Stalingrad, or ‘Schicksalsstadt’ (‘City of Fate’), was Russia’s finest hour, but at what cost? Sergeant Pavlov believed in the importance of concentrating on how many were saved. The immense bloodshed, the violence, the constant killing – it was necessary, wasn’t it? That’s how wars are won after all.
In any case, this particular battle for Stalingrad finally ended on 2 February 1943, while the Great War would continue on for another two years, finishing up miles away from Russian soil on 29 April 1945.
Over the next few years the people rebuilt the city, wiping it clean of the blood and dirt and transforming it into a place of beauty once more. Wouldn’t it be wonderful if the story ended here, with the happy ending that everyone hopes for? Unfortunately this is not possible. Once he had dealt with the German invaders, Stalin turned on his own people, plunging his great country into a terrifying darkness for many years to come.

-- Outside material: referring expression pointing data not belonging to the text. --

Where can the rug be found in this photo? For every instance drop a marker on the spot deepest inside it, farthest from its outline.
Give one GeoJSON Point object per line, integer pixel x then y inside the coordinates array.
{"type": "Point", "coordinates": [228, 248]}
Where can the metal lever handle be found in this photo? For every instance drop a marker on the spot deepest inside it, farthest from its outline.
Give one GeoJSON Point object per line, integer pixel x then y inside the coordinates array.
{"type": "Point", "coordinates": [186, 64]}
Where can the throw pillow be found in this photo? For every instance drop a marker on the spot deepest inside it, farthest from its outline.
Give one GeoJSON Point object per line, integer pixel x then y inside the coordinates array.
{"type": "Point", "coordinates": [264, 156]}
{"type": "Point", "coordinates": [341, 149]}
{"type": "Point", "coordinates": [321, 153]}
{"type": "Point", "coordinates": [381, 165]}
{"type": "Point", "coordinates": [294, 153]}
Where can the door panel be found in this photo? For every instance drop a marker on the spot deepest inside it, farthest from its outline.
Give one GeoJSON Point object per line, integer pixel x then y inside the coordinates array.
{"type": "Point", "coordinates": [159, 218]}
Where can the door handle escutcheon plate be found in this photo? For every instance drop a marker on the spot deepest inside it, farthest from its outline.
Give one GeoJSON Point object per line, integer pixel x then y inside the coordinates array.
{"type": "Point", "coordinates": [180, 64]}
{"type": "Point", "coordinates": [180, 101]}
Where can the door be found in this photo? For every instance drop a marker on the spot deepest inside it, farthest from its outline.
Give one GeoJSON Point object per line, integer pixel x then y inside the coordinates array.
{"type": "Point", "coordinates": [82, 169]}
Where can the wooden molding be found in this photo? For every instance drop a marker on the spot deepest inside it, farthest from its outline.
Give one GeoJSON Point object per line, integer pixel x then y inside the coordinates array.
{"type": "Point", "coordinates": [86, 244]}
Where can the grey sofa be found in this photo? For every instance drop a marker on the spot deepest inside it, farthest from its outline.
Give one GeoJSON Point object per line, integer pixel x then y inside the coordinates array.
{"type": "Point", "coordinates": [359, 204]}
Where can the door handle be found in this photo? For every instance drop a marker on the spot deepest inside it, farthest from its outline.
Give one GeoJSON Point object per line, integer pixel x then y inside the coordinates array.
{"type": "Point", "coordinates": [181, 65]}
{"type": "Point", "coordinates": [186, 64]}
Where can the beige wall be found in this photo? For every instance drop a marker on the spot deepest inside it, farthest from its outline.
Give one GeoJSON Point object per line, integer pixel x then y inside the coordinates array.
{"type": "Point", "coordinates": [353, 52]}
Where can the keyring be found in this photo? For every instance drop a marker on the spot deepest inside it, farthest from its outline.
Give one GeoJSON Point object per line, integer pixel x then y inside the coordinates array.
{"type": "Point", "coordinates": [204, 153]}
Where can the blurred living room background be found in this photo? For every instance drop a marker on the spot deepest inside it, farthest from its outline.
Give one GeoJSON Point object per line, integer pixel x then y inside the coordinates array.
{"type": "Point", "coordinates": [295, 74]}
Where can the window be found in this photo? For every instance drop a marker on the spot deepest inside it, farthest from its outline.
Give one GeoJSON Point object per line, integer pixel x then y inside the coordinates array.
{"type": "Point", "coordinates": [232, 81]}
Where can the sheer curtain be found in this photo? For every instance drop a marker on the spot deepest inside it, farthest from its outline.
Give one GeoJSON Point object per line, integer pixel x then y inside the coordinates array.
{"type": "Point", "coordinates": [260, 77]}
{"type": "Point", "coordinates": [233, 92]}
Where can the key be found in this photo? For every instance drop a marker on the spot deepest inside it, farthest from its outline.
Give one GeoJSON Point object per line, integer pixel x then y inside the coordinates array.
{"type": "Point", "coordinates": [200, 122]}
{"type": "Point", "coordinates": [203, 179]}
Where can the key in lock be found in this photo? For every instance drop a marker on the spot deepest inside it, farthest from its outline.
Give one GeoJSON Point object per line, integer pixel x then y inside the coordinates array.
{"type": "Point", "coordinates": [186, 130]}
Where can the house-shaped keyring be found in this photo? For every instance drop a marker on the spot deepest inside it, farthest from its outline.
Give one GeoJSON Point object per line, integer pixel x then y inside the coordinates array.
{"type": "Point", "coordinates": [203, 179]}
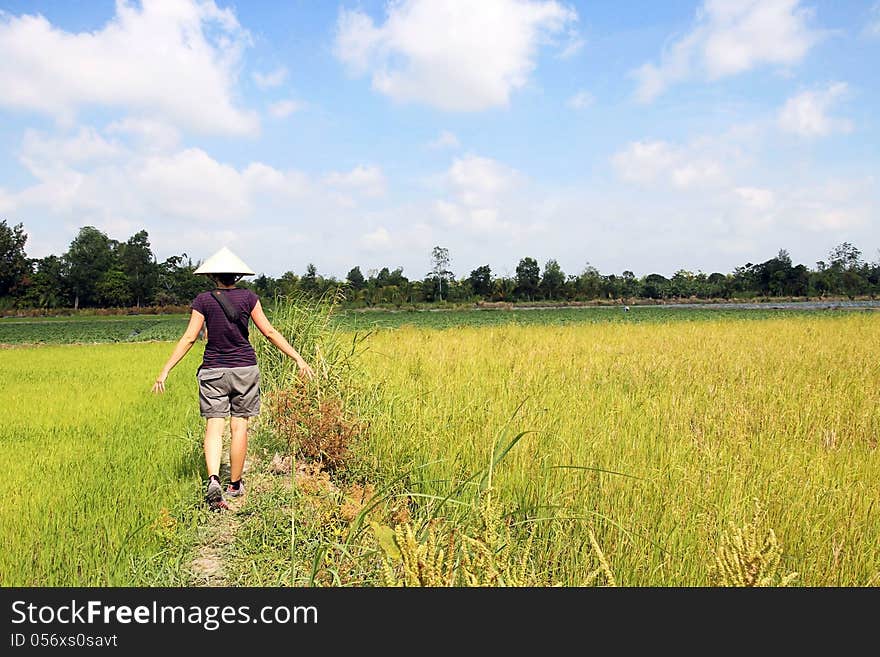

Remember what Tanya spoke of, to Yuri, about Stalin’s suspicious mind? Well, multiply that by a hundred per cent and stand well back. It is fortunate that those listening so intently to Mr Goldstein’s violin could not see into the future; their hearts may not have stood it.
Yet throughout what followed, those years of terror, there was one thing that could not be stopped, not by the blood of a thousand men nor the wrath of a Josef Stalin. The Volga river kept flowing, cleansing the bloodied footsteps of the past in its constant urge to press forward, like the march of time itself. And maybe, just maybe, that’s why they called it the mirror of Russia’s soul: for, in the face of pain and fear, it can be comforting to know that there will always be something that can never die.